Ey Gavs-ı Â’zam! Benim harîm-i ismetime girmek istediğin zaman, artık ne mülk ve melekûte ve ne de ceberûta iltifat etme. Çünkü mülk âlimin şeytanıdır; melekût ârifin şeytanıdır; ceberût vâkıfın şeytanıdır. Bunlardan birine razı olan kimse, Benim katımda koğulmuşlardan sayılır.

Ey Gavs-ı Â’zam! Mücâhede, müşâhededen bir denizdir. Bu denizin balıkları orada bekleyenlerdir. O halde müşâhede denizine girmek isteyen kimsenin, mücâhedeyi seçip beğenmesi gerekir. Çünkü mücâhede, müşâhedenin ayıdır.

Sonra Rabbim bana buyurdu ki:

— Ey Gavs-ı Â’zam! İstekliler için mücâhede lazımdır; Bana olan lüzumları gibi.

— Ey Gavs-ı Â’zam! Kullarımdan Bana en sevgili olan, anası – babası ve evlâdı bulunduğu halde kalbi Benimle meşgul bulunan kimsedir. O kadar ki, babası ölecek olursa onun için hiç bir üzüntü taşımaz. Evladı ölecek olursa, evlad üzüntüsü diye bir hali görülmez. İşte kulum bu mertebeye yükselince, artık o Benim yanımda babasız ve evladsızdır.

Ve Rabbim buyurdu:

— Ey Gavs-ı Â’zam! Benim sevgim sebebiyle baba yokluğunun tadını hissetmeyen kimse, Vahdâniyet ve Ferdâniyet lezzetini bulamaz.

— Ey Gavs-ı Â’zam! Bir yerde Bana bakmak istediğin zaman, içinde Benden başkası bulunmayan bir gönül seç!

Dedim ki:

— Ya Rab! İlmin ilmi nedir?

— İlmin ilmi, ilimden yana bilgisizliktir, diye buyurdu ve sonra devam etti:

— Ey Gavs-ı Â’zam!

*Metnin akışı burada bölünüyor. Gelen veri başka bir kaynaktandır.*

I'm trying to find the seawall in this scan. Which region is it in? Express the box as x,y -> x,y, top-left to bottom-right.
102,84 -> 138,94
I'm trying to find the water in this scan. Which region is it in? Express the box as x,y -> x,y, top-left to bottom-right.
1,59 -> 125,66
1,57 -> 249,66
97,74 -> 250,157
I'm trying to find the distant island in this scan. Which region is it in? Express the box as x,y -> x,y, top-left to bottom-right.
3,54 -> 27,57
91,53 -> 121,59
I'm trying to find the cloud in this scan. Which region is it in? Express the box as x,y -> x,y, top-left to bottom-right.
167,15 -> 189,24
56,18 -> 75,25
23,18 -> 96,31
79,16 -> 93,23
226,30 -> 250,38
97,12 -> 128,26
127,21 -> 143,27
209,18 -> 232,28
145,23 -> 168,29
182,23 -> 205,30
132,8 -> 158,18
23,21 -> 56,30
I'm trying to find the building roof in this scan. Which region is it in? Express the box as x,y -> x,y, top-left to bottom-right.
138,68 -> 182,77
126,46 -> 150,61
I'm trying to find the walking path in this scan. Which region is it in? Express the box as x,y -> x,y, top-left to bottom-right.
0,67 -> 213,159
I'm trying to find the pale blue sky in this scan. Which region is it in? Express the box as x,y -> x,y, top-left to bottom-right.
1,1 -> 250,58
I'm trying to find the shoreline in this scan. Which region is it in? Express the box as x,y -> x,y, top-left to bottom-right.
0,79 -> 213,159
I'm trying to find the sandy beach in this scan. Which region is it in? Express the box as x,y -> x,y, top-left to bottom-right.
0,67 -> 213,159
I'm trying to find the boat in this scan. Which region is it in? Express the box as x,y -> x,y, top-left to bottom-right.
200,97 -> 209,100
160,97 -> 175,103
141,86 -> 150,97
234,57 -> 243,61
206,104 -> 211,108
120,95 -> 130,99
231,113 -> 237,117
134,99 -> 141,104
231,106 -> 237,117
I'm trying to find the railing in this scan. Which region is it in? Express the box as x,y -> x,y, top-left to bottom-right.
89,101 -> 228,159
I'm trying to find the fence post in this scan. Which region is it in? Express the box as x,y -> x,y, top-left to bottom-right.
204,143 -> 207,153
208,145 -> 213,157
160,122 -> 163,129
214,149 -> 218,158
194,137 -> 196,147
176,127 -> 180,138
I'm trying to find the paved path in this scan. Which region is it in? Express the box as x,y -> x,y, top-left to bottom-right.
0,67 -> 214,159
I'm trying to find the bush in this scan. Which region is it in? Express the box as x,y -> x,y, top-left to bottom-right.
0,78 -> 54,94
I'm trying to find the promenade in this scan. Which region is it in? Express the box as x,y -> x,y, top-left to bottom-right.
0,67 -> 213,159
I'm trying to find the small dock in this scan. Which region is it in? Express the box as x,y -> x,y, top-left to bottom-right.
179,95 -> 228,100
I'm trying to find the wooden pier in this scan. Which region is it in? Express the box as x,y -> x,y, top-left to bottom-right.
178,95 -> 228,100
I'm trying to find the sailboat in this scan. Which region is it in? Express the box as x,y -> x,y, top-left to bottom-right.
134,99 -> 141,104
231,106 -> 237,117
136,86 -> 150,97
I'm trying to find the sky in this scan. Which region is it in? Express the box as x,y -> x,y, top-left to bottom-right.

Gönlü mücâhedeye meyleden kula müjde olsun!… Gönlü şehvetlere meyleden kula da yazıklar olsun!

Gavs-ı Â’zam diyor ki:

— Rabbimden Mi’rac hakkında sordum. Rabbim buyurdu ki:

— Mi’rac, Benden başka her şeyden sıyrılıp yükselmektir. Böyle bir mi’racın kemâli yükselme ve huzurda sağa – sola iltifat etmemektedir.

Ve sonra Rabbim şöyle devam etti:

— Ey Gavs-ı Â’zam! Benim katımda Mİ’RAC’ı olmayan kimsenin namazı namaz sayılmaz. Namazdan mahrum olan kimse, Benim yanımda mi’racdan da mahrumdur.

Ve burada Azîz ve Celîl olan Allah’ın sebepleri kolaylaştırmasıyla GAVSİYYE, ki buna Mİ’RACİYYE de denir, tamamlandı.